East Meets Us


East Meets Us

March 4, 2013

There’s been a lot of concern about the recent slowdown in China’s economy. That concern is understandable, since a downturn in the world’s second largest economy could trigger problems for Europe, maybe even another global recession. But there’s one aspect of Chinese prosperity that the usual metrics don’t capture: Chinese intellectual property. 

China is poised to become the world’s next IP superpower. It has all the necessary ingredients: an extensive system of research universities, lots of inventors, a decent business environment and a government that supports innovation. China produces about 26,000 PhD’s in science and engineering each year—more than the U.S. does—and patent filings there already exceed those in the USPTO. Although those applications tend to be of lower quality and weaker invention type than USPTO filings, 79% of them are domestically sourced.

China also ranks second in the world in gross domestic expenditures on R&D. Government institutions such as the Chinese Academy of Sciences, the Ministry of Science and Technology, the State Intellectual Property Office and the Ministry of Justice are all aligned with the goal of putting China on the IP map. And China is at the center of a vital IP ecosystem that stretches from Singapore to Seoul, from Tokyo to Taipei.

Just as important, China’s consumer demand is growing by leaps and bounds. China already leads the global market in sales of mobile phones, TVs, and cars, and is on track to become the world’s biggest consumer of luxury goods by 2015. This is one of many trends pointing to a rising Chinese middle class that’s currently estimated at more than 300 million—about the size of the entire U.S. population. When you have that large of a consumer base in your own country, you can really plug into the kinds of inventions people want and need—and will buy. The demand creates an innovation culture that keeps inventors motivated, because they know there’s a good chance they’ll get to deploy their inventions in products.

Remember, too, that market power is a necessary component of superpower.
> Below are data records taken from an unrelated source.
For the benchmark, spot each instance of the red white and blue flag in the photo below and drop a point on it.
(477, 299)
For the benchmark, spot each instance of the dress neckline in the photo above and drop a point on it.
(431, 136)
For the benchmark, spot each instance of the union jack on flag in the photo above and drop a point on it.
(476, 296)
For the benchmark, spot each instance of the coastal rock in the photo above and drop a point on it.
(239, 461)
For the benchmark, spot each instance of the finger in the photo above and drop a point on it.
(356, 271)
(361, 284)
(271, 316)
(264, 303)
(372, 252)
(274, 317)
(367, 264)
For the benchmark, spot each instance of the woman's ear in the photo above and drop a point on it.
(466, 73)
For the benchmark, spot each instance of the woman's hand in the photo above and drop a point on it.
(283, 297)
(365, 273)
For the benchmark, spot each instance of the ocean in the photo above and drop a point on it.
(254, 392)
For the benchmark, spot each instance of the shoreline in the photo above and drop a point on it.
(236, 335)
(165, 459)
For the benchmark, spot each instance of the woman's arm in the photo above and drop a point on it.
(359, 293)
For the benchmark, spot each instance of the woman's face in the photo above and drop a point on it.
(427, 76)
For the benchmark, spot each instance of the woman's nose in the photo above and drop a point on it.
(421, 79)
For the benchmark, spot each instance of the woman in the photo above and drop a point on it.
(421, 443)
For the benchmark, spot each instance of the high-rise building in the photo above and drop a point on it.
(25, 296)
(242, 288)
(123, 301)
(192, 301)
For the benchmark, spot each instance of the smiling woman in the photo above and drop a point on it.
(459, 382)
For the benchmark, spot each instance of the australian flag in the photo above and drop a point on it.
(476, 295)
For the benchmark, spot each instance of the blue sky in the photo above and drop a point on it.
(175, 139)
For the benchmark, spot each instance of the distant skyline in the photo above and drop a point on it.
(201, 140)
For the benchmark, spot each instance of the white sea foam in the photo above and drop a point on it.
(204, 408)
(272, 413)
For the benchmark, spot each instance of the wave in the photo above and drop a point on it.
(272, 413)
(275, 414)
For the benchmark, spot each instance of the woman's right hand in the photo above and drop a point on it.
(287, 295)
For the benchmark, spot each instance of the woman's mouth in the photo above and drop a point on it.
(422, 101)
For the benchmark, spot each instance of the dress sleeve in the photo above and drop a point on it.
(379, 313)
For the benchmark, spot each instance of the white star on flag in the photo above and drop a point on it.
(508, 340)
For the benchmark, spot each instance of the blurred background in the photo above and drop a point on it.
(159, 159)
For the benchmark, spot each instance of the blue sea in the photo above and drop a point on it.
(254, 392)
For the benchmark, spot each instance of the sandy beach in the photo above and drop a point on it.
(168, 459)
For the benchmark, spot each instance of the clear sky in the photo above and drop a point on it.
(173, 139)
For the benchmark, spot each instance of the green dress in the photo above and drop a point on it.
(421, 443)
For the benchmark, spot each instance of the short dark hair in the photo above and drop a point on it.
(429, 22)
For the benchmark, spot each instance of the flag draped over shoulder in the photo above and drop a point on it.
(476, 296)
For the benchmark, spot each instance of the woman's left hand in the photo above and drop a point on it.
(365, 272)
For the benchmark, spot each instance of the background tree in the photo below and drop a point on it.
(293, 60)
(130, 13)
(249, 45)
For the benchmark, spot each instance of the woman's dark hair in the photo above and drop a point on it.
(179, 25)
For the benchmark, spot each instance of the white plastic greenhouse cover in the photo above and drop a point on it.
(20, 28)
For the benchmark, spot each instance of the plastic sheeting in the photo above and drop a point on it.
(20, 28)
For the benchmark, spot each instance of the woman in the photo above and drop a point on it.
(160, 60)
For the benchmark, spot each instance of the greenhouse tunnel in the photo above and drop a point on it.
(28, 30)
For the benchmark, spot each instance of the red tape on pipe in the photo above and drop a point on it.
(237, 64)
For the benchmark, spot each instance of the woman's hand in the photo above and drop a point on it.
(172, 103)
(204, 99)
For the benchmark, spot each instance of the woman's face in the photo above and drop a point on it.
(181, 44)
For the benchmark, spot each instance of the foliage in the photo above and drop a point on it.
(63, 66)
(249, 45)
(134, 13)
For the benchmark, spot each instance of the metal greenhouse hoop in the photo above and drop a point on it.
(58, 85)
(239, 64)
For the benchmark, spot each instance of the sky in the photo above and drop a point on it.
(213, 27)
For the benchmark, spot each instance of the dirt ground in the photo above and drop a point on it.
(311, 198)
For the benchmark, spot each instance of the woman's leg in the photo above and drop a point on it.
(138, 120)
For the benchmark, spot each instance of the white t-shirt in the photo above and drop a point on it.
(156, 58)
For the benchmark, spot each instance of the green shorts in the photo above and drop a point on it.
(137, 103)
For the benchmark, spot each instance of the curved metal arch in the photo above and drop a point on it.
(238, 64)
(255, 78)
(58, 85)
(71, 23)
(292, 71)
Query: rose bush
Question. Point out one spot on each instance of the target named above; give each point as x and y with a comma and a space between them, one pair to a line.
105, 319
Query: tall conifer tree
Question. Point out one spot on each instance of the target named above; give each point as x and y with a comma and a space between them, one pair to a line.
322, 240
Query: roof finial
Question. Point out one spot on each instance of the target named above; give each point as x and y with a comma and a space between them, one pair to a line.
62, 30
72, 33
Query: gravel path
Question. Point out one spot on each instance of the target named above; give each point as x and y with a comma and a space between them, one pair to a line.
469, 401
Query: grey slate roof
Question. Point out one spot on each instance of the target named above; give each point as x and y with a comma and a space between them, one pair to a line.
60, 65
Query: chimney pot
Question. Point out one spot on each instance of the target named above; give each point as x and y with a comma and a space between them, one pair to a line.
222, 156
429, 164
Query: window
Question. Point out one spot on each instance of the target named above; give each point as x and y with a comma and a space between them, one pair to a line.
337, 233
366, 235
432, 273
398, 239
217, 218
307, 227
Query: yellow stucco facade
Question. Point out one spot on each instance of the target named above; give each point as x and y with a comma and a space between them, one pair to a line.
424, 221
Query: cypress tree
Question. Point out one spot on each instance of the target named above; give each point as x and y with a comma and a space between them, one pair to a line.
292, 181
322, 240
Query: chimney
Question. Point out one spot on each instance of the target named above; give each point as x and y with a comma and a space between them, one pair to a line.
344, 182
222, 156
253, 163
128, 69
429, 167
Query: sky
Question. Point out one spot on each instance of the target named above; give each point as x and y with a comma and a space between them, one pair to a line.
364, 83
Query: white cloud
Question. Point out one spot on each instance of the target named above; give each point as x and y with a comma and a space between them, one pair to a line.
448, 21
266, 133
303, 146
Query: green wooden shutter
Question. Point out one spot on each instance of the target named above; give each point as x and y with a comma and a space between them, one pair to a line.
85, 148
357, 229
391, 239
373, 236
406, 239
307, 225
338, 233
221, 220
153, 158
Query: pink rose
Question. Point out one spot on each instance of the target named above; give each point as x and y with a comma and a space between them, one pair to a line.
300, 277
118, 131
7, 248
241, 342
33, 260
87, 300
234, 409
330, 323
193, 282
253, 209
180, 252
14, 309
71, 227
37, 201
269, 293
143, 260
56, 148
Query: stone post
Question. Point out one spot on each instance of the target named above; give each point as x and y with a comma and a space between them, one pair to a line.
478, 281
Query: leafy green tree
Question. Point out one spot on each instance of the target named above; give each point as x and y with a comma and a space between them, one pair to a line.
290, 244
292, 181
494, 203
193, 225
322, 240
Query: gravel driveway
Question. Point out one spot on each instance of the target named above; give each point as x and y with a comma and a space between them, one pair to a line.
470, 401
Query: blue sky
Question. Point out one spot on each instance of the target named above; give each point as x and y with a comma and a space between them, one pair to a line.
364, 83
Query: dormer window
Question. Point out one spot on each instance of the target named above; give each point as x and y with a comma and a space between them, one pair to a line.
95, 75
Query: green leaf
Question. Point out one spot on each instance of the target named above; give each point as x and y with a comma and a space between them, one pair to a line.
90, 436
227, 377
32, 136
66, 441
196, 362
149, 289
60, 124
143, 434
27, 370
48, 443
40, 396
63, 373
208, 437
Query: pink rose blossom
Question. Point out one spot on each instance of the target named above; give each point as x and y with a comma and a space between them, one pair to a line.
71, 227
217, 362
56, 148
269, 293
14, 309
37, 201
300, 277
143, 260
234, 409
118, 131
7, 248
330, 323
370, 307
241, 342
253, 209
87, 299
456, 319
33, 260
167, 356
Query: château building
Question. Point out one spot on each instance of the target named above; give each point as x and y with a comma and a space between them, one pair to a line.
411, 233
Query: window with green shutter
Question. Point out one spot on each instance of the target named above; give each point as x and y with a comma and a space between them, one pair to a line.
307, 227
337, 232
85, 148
The US has enjoyed it for so many years now, we take it for granted. But consider the position of countries such as Japan, where private consumption is about one-third that of the U.S., and South Korea, where private consumption is a small fraction of Japan’s. Lacking a large domestic market, these countries are forced to rely primarily on exports for economic growth—making them dependent on US currency rates, debt and demand, as well as US IP and trade regulation. Their economic prosperity is not in their own hands.

So what does all this have to do with IV?

It’s clear that, even with the slowdown, China will continue to gestate new ideas and new tech companies at a prodigious rate. It’s only a matter of time before Chinese companies look beyond their national borders to the global market. And when they do, they’re going to need IP parity: a position in intellectual property that will give them both offensive and defensive strength in foreign markets. They’ll need not only to license but to acquire IP. And they’ll want to find a partner to help them develop and execute a global IP strategy.

Companies like IV, with large inventories of IP assets and the capability to both generate and acquire more, are perfectly positioned to capitalize on the emergence of China in the global IP market. In turn, we can provide efficiencies to help accelerate their entry into new markets.

The US is still likely to be the largest inventive force on Earth. It just won’t be (almost) the only one. As homegrown innovation cultures take root, more countries will want to become IP players on the global scene. They’ll all need a trusted partner to coach them in understanding, developing, acquiring and marketing intellectual property. Their success will be a rising tide that lifts all ships.